年後各家都忙著走動,今天,康悅然在家宴請眾人。
她提前托了何夫人向黃氏細說安州城閨秀們的情況,眾位夫人立刻明白,這是要給康元晨說親事,大家你一言我一語的,紛紛給黃氏推薦起來。
期間還有人關心康悅然的終身大事,康悅然找了個借口溜了,葉氏隻好撐著笑臉,說不急不急。
她進了茶室,何一帆、左柏幾人就找來了。
“悅然,你聽說沒有,黃老爺家被盜了,說是盜了個幹幹淨淨,黃老爺險些被氣死。”
左柏哼了一聲,“黃栗這些年欺男霸女,活該有此一報。”
孟德長一臉高深莫測,“黃栗多精明啊,他的家底肯定很厚,能盜個幹幹淨淨?我才不信呢。我倒是覺得,說不定是他的銀子太多,找個借口藏起來了。”

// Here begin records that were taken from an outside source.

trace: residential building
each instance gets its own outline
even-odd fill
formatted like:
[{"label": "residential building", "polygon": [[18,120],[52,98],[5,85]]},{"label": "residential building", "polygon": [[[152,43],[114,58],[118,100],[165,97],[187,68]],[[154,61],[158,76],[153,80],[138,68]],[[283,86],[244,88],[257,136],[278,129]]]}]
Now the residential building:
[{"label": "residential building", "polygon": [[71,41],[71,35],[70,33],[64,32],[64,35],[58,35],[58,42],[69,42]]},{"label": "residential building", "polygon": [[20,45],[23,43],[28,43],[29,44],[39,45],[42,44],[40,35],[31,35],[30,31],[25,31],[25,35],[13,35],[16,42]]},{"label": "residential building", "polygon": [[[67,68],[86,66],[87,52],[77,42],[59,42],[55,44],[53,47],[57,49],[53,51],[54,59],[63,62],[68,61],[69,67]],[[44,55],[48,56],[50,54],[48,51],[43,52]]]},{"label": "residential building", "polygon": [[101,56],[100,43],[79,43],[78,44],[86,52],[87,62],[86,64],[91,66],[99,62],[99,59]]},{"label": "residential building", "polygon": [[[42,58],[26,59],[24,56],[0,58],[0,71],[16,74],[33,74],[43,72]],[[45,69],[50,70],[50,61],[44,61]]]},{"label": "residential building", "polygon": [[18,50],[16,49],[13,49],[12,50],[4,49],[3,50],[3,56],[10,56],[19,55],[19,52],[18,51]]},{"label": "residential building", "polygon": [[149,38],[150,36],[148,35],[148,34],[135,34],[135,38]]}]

康悅然假裝吃驚,“不能吧!他自己的銀子,他想藏就藏唄,幹嘛還要找借口啊。”
“誰知道他怎麽想的,也許是怕人惦記他的銀子,他比守財奴還摳!”
歐九彥瞪了左柏一眼,“你說誰呢?是不是笑話我?”
呃...“老歐,我真不是笑話你!”
黃栗的事讓歐九彥有了危機感,這次盯上黃栗,誰知道什麽時候盯上他啊。“你們說,我要不要也把銀子藏起一些來。要不我再買點兒地和鋪子?”
“你還買?你幹脆把安州買下來算了。”
歐九彥趕緊去捂左柏的嘴,“你別胡說,安州是聖上的,我哪敢買。”
康悅然安慰眾人,“歐伯父先別急,安州人人都知道你家最有錢,那人卻偷了黃老爺家,再想想黃老爺的為人,我覺得那人就是針對黃老爺這個人。”
“那萬一要是突發其想也針對我怎麽辦呀?我派人去黃家打聽了,說賊人偷空了庫房,一個護院也沒驚動。”
孟德長聽到這裏突然笑了,“我就說是黃栗故意的吧,偷了那麽多銀子居然半點動靜也沒有,這怎麽可能?除非那人會仙法,長袖一掃,萬物盡入囊中。”